MARINA DAS TRANÇAS
Marina era uma indiazinha xavante de doze anos. Desde bem pequena, acostumara-se a dividir seus cabelos em quatro partes e a trançar cada uma delas. Aos poucos, as tranças finas da menina Marina tornaram-se volumosas, perfumadas, brilhantes e muito negras.
Um dia, sua mãe pediu-lhe que fosse à floresta buscar água, raízes e lenha. Marina levava um pote para a água, um baquité para a lenha e as raízes e seu pequeno machado de pedra.
Dirigiu-se primeiro à Cachoeira Grande, mas, assim que mergulhou o pote na água, aconteceu... a cachoeira secou, não havia mais uma gota de água onde antes deslizava uma enorme cascata.
Marina, a menina das quatro tranças, pediu:
- Cachoeira, dá-me sua água para eu matar a sede do meu povo.
Mal havia acabado de falar, ouviu um grande rumor que saía das altas pedras:
- Marina, dá-me em troca uma de suas tranças, a mais grossa, para que minhas águas nunca percam o volume.

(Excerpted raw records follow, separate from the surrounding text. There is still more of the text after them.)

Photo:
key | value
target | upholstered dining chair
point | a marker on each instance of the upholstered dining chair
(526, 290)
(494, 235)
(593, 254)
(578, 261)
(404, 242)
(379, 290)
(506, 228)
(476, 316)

No mesmo instante, Marina cortou uma de suas tranças com seu machado de pedra e a atirou no leito, agora seco, do rio. Antes que a trança atingisse o solo, as águas começaram novamente a jorrar, ainda mais barulhentas, grossas e límpidas. Marina recolheu a água no pote, colocou-o sobre a cabeça e continuou seu caminho.
A próxima parada foi no campo de lenha. Avistou por ali muita lenha seca e firme, própria para o fogo, mas, quando se abaixou para coletá-la, aconteceu... começou a cair uma garoa que imediatamente molhou toda a lenha, tornando-a úmida e esverdeada.
Marina, a menina das três tranças, disse:
- Sol, dá-me seu calor para eu poder levar o fogo para o meu povo.
Em seguida às suas palavras, ela ouviu uma voz de trovão, vinda das nuvens:
- Marina, dá-me uma de suas tranças, a mais brilhante, para que meus raios nunca se apaguem.
A menina rapidamente cortou outra de suas tranças e a atirou para o alto. As nuvens, então, se abriram e deram passagem para os raios do Sol que, em pouco tempo, de tão fortes, secaram a lenha. Marina recolheu o que pode e seguiu em frente.
Agora só faltavam as raízes para Marina poder voltar para a aldeia. Chegando à roça das raízes, Marina abaixou-se para colhê-las, mas, mal havia encostado seus dedos nelas, aconteceu... a terra virou lama e escondeu todas as raízes em seu ventre.
Marina, a menina das duas tranças, implorou:
- Terra, dá-me suas raízes para eu poder levar alimento para o meu povo.
Naquele instante ouviu uma voz vinda do fundo da terra, como um terremoto:
- Marina, dá-me uma de suas tranças, a mais perfumada, para que meus frutos sejam sempre saborosos.
Marina, então, cortou mais uma de suas tranças e a deixou cair. Antes mesmo que a trança roçasse o chão, a terra ofereceu novamente as raízes, ainda mais viçosas e macias. Marina colheu todas que pode, guardou-as no baquité e pensou que já era hora de voltar para casa.
Recomeçando a caminhar, percebeu que a noite começava a cair. Marina apertou o passo, mas não adiantou... a noite desceu sobre ela e a floresta, cobrindo tudo com seu manto negro.
Marina, a menina da única trança, rogou:
- Noite, dá-me sua luz para que eu possa voltar para o meu povo.
A indiazinha ouviu então uma forte voz que envolvia toda a escuridão:
- Marina, dá-me sua última trança, que é a mais escura, para que minhas trevas nunca se acabem.
Marina rapidamente cortou sua última trança e a atirou para o alto. Naquele instante, uma grande Lua nasceu, iluminando o caminho até a aldeia.
Marina, a menina sem tranças, chegou ao centro da aldeia, onde todos a esperavam, ansiosos. Naquela noite, ninguém dormiu: todos ouviam fascinados a história de Marina, saboreando as deliciosas raízes, bebendo da límpida água, aquecendo-se numa colorosa fogueira e apreciando as belas estrelas.
Marina deixou seu cabelo crescer novamente, mas nunca mais fez tranças. Marina não era mais uma menina; Marina era, agora, uma mulher.